Done right, it can help kids learn to regulate their emotions and practice self-control, to weigh and decide on acceptable risks, and to make and follow fair rules among their peers.
Gray believes a dramatic shift in a psychological indicator called the Internal-External Locus of Control Scale since the 1960s shows that teens today feel very little control over their lives, which leads to spikes in anxiety and depression among younger generations. And yes, he thinks that the steep decline in free play is at fault.
There remains a concern, though, that our communities aren’t ready to support this parenting philosophy.

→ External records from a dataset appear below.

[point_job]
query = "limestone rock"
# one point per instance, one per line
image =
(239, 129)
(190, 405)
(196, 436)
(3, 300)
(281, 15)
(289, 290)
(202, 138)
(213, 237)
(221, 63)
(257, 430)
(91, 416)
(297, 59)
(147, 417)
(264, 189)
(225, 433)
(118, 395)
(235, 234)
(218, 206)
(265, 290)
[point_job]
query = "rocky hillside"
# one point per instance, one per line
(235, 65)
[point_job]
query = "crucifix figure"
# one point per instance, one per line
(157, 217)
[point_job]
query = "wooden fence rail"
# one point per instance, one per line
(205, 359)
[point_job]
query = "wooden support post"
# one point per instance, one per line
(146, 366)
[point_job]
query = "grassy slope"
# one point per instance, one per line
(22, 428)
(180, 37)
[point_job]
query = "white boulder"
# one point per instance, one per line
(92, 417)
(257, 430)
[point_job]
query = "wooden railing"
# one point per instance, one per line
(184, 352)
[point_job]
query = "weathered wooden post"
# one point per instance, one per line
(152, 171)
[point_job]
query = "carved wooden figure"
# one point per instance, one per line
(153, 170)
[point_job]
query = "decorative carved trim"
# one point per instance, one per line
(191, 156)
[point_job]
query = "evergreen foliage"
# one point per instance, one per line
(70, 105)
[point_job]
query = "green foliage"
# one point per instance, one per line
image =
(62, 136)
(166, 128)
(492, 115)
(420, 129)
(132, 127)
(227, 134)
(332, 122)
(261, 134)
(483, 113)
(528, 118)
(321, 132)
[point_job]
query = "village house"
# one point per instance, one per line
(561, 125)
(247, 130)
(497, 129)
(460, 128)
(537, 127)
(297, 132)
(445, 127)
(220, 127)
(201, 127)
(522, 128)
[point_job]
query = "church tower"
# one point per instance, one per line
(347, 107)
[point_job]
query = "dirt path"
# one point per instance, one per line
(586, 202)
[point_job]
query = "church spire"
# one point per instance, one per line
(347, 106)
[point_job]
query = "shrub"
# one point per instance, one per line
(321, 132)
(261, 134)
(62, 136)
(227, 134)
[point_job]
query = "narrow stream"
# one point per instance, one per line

Legal challenges remain, though Utah became the first state (in 2018) to pass laws protecting the ability to parent (within reason) how you see fit.
The law states that parents cannot be accused to neglect only because they allow their minor child to walk or bike to school alone, travel to a store alone, play outside alone, stay in the car (under safe conditions) long, or staying home alone without an adult.
It stipulates that the child’s “basic needs” must be met, and that the child “is of sufficient age and maturity to avoid harm or unreasonable risk of harm.”
Other states, like New York and Texas, as considering similar bills, but until the definitions of child neglect are altered across the board, parents in most states who let their kids do those things unsupervised could still potentially be charged with a crime.
There are other considerations, too – ones that exist across society and crop up in nearly every scenario. Black and poor families are more likely to be charged by authorities and have their children removed by CPS, so if the movement would ever really take off in the States, there would need to be significantly more buy-in from state legislatures, child welfare agencies, and community members.
That may have started in Utah, and there are signs that it’s spreading, but just know that if you take this parenting style to heart and put it into practice, you and your kids may face at least a few bumps in the road.
That said, if you’re thinking about their future and the people they’ll become all too soon, the risks may well be worth taking.